# Gamma/Poisson Distribution- Probability

• January 19th 2008, 11:19 PM
shilz222
Gamma/Poisson Distribution- Probability
Let $Y$ be a gamma random variable with parameters $(s, \alpha)$. That is, its density is $f_{y}(y) = Ce^{- \alpha y}y^{s-1}, y > 0$, where $C$ is a constant that does not depend on $y$. Suppose also that the conditional distribution of $X$ given that $Y = y$ is Poisson with mean $y$. That is $P \{X = i| Y = y \} = e^{-y}y^{i}/i!, \ i \geq 0$. Show that the conditional distribution of $Y$ given that $X = i$ is the gamma distribution with parameters $(s+i, \alpha + 1)$.

So the problem is to find $P \{Y = y | X = i \}$ and show that it is the gamma distribution. Now $P \{Y =y |X =i \} = \frac{P \{Y =y, \ X = i \}}{P \{X = i\}}$. So I am guessing that the $\frac{1}{P \{Y = y \}}$ and the $\frac{1}{P \{X = i \}}$ are the factors that affect whether the distribution is Poisson or Gamma.

PS: Is R the best stats software in general?
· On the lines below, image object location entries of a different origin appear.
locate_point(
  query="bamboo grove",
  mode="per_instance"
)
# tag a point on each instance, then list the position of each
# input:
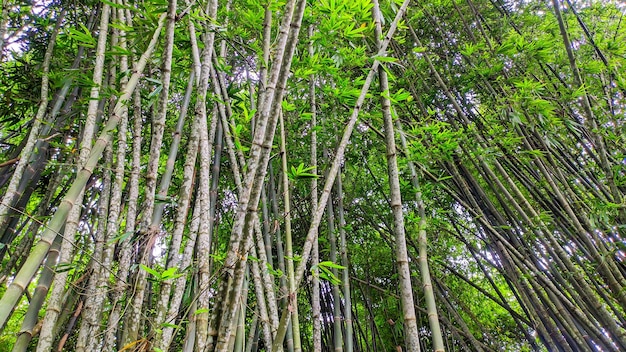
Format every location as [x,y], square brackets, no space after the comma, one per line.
[328,175]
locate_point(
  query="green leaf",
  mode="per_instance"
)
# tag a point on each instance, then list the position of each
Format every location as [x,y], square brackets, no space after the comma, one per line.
[151,271]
Is Jmp good?
• January 19th 2008, 11:44 PM
Peritus
using Baye's theorem we get:

$
P\{ Y = y|X = i\} = \frac{{P\{ X = i|Y = y\} f_y (y)}}{{\int\limits_0^\infty {P\{ X = i|Y = y\} f_y (y)dy} }}
$

$
P\{ Y = y|X = i\} = \frac{{Ce^{ - (\alpha + 1)y} \frac{{y^{s + i - 1} }}{{i!}}}}{{C\int\limits_0^\infty {e^{ - (\alpha + 1)y} \frac{{y^{s + i - 1} }}{{i!}}dy} }} = \frac{{e^{ - (\alpha + 1)y} y^{s + i - 1} }}{{\int\limits_0^\infty {e^{ - (\alpha + 1)y} y^{s + i - 1} dy} }} =
$

$
= \frac{{e^{ - (\alpha + 1)y} y^{s + i - 1} }}{{\frac{{(s + i - 1)!}}{{(\alpha + 1)^{s + i} }}}} = \frac{{(\alpha + 1)^{s + i} }}{{(s + i - 1)!}}e^{ - (\alpha + 1)y} y^{s + i - 1}$

which is exactly the gamma distribution with the parameters $(s + i,\alpha + 1)$
• January 20th 2008, 12:04 AM
shilz222
Ah I knew it. Whenever you are given $P(A|B)$ and you want to find $P(B|A)$ just write it as $P(B|A) = \frac{P(B)P(A|B)}{P(A)}$.